Darwin Wildlife Tour’s Turtle Tracks adventure gives visitors the once-in-a-lifetime opportunity to see Olive Ridley turtles in their natural habitat. Your adventure begins at Stokes Hill Wharf where you’ll board a fast boat. You’ll then make your way to Bare Sand Island (Njulbitjlk) where you’ll be taken ashore to explore the beach with marine scientists. You might be lucky enough to see a nesting turtle when you arrive, or one make its way up the beach shortly after. If not, the turtles will usually appear at sunset and slowly plod up the beach, giving you a spectacular view.

5. Meet the crocs at Crocosaurus 

You probably don’t want to encounter a crocodile when swimming in the Territory, but at Crocosaurus Cove you’re encouraged to come face-to-face with these predators. Enter the Cage of Death – a glass enclosure – and dive  down to meet a five-metre saltwater crocodile. Witness the croc’s infamous bite as it feasts on raw meat and stare into its eyes as it approaches the cage. After swimming with the crocs, you can explore the rest of the park. Visit the reptile house, meet red and yellow-face turtles, or hold a baby crocodile.
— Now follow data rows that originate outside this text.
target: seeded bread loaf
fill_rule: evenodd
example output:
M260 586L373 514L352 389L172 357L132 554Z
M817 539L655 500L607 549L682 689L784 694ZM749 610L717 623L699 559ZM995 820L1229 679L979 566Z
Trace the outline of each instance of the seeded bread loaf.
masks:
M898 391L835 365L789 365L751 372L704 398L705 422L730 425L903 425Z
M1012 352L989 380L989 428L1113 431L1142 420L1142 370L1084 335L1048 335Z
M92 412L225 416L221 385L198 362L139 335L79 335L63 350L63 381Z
6. See desert animals in the red centre 

Many people believe the desert is a barren wasteland, but that’s far from the truth. The Alice Springs Desert Park gives visitors the opportunity to see the desert come alive. Gaze skywards as raptors like wedge-tailed eagles swoop down and hunt their next meal or experience the park at night as you search for nocturnal animals. Walk through three botanical habitats – Deserts Rivers, Woodland and Sand Country – while learning more about the animals that call the park home. During a visit to the park, you can also learn more about the Arrernte people who’ve lived in Central Australia for tens of thousands of years.

7. Cuddle a baby kangaroo 

There are a lot of kangaroos in the Northern Territory, but it’s not every day you can cuddle a joey. At The Kangaroo Sanctuary in Alice Springs, you can join a guided sunset tour and take a leisurely walk through the 188-acre wildlife Reserve. The sanctuary rescues orphaned joeys and cares for them until they can be released back into the wild. Kangaroos sleep during the day so the best way to see these cute baby roos is by joining a guided sunset tour.